Unser Redaktor Marcel Urech fuhr kürzlich in Zürich mit dem Auto – ohne Fahrausweis. Vom Technopark aus drehte er eine Runde durch Zürich-­West. Das könnte in Zukunft öfters passieren, wenn es nach Technologie­anbietern, Automobilherstellern und Mobilfunkbetreibern geht. Denn das Auto unseres Kollegen steuerte sich von selbst, ganz ohne Zutun des «Fahrers» (Seite 43). Das Fahrzeug war das nach Angaben von Swisscom erste selbstlenkende Auto auf Schweizer Strassen. Und es soll nicht das letzte gewesen sein. In drei bis fünf Jahren könnten autonome Fahrzeuge über Autobahnen rasen, wie Christian Petit, Leiter Grosskunden bei Swisscom, vermutet. Swisscom baut jetzt natürlich keine Autos, wittert wohl aber das ganz grosse Geschäft. Denn ein selbstfahrendes Auto wird viele Daten übermitteln und empfangen müssen, um sicher von A nach B zu gelangen. Das Auto muss Daten mit Verkehrs­zeichen austauschen. Experten sprechen dann von Car-to-Infrastructure-­Kommunikation. In der schönen neuen Welt der automobilen Zukunft werden auch Autos miteinander sprechen. Dank Car-to-Car-Kommunikation könnten Autos auf einer Autobahn Distanz und Geschwindigkeit untereinander koordinieren. Wie ein riesiger Schwarm. Das alles wird neue IT-Infrastrukturen erfordern. Das Mobilfunknetz wird noch weiter ausgebaut werden müssen. Bis Ende dieses Jahrzehnts soll der 5G-Mobilfunkstandard mit Bandbreiten im zweistelligen Gigabit-Bereich neue Anwendungen wie selbstfahrende Autos ermöglichen. Doch noch beraten Arbeitsgruppen aus der Industrie und von öffentlichen Organisationen über den Standard. Auch Leo Lehmann vom Bakom. Er übernimmt die Leitung der Study Group 13 bei der International Telecommunication Union (ITU). Bis zum Jahresende will sich seine Gruppe einen ersten Überblick über die aktuellen Technologien verschafft haben (Seite 25).

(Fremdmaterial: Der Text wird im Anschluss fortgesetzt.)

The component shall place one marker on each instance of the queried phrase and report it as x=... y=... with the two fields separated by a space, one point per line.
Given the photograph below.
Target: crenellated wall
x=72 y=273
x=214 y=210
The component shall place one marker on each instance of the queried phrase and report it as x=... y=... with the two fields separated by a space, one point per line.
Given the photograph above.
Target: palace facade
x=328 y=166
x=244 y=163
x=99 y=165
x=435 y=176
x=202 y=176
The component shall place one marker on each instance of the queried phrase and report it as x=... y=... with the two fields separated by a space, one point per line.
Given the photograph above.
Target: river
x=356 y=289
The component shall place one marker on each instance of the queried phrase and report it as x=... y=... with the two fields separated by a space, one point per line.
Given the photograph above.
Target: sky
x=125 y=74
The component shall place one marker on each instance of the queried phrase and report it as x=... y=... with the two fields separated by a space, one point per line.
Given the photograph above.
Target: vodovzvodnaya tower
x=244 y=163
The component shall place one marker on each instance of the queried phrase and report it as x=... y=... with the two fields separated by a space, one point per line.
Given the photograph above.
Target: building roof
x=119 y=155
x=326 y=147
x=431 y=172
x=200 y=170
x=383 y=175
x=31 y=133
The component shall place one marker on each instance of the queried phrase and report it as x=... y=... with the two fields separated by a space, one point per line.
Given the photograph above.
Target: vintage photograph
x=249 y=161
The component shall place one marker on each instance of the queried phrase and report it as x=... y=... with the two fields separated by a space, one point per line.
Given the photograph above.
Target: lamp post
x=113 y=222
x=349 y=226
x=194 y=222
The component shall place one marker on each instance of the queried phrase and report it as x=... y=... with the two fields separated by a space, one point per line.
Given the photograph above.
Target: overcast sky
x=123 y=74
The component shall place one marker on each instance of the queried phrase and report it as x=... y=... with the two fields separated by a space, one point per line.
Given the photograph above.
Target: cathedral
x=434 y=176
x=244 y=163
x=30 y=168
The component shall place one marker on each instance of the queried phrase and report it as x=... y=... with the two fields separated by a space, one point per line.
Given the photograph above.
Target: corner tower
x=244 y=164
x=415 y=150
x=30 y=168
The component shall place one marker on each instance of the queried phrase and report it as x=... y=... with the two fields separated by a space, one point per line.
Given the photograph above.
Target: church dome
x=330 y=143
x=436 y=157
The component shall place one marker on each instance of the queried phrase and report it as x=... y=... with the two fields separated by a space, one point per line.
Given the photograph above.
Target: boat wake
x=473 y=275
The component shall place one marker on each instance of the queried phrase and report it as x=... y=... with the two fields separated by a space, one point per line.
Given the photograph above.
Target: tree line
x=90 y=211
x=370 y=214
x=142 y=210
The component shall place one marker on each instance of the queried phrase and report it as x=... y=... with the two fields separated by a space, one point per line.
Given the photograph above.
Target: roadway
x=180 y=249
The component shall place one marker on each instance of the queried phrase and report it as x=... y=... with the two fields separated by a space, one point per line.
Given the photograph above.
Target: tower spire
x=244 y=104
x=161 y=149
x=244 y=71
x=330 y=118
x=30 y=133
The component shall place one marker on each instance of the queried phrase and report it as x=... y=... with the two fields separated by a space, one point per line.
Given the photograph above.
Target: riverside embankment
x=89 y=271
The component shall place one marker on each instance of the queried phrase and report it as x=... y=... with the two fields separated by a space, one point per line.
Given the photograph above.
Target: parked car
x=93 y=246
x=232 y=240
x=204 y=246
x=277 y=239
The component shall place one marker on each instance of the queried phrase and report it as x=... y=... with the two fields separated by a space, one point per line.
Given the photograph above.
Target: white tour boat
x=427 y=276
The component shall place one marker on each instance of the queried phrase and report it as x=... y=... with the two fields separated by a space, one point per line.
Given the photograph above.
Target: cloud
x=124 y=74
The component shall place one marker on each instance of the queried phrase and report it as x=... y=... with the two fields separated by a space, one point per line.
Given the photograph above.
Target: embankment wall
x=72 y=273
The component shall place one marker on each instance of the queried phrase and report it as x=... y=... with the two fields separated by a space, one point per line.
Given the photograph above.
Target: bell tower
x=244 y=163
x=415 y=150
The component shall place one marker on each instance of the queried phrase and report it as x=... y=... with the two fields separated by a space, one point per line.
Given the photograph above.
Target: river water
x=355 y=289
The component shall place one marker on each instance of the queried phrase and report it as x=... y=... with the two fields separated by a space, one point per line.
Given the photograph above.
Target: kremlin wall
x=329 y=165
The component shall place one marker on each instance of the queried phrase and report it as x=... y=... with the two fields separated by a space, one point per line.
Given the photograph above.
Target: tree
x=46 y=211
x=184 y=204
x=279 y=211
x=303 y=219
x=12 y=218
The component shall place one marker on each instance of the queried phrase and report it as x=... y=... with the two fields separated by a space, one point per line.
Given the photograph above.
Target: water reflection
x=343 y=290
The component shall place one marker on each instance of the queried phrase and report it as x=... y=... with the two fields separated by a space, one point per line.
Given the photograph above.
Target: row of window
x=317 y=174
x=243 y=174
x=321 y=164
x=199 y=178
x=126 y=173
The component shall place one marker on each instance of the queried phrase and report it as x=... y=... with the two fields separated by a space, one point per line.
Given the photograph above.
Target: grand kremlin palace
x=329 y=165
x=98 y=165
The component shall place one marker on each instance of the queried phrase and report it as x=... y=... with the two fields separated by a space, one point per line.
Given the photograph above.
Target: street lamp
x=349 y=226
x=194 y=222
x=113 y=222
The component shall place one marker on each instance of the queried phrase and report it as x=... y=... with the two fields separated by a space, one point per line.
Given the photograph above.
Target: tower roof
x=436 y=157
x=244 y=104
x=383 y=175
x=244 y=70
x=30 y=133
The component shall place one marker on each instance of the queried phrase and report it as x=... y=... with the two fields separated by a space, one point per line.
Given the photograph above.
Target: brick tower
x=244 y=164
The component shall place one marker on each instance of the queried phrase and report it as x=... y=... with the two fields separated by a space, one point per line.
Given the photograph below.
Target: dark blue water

Der Markt für selbstfahrende Autos soll im Jahr 2030 rund 90 Milliarden US-Dollar Umsatz generieren, prognostizieren die Marktforscher von Lux Research vergangenes Jahr. Von der Digitalisierung des Autos sollen insbesondere IT-Unternehmen, allen voran Softwareentwickler profitieren. Autos könnten sich dann, ähnlich wie Mobiltelefone heute, vor allem durch ihre Software voneinander unterscheiden. Autofans könnten sich bald weniger über Motoren als vielmehr über die Betriebssysteme ihrer Autos unterhalten. Beim Autoquartett riefen Kinder dann vielleicht aus: "Betriebssystem Android-Auto, sticht!"

Bis es so weit sein wird, müssen Hersteller aus verschiedenen Bereichen noch ihre Hausaufgaben machen. Zahlreiche Entwürfe für autonome Autos basieren auf Elektromobilen. Doch die aktuelle Batterietechnik ist noch teuer und im Winter ineffizient, da sich Batterien in dieser Jahreszeit zu schnell entladen. Und wer haftet, wenn ein autonomes Fahrzeug einen Unfall verursacht? Die Analysten von Lux Research glauben daher auch nicht, dass es so schnell komplett autonom fahrende Autos geben werde. Zumindest nicht vor dem Jahr 2030. So lange will unser Redaktionskollege aber nicht warten und hat bereits den Besuch einer Fahrschule geplant.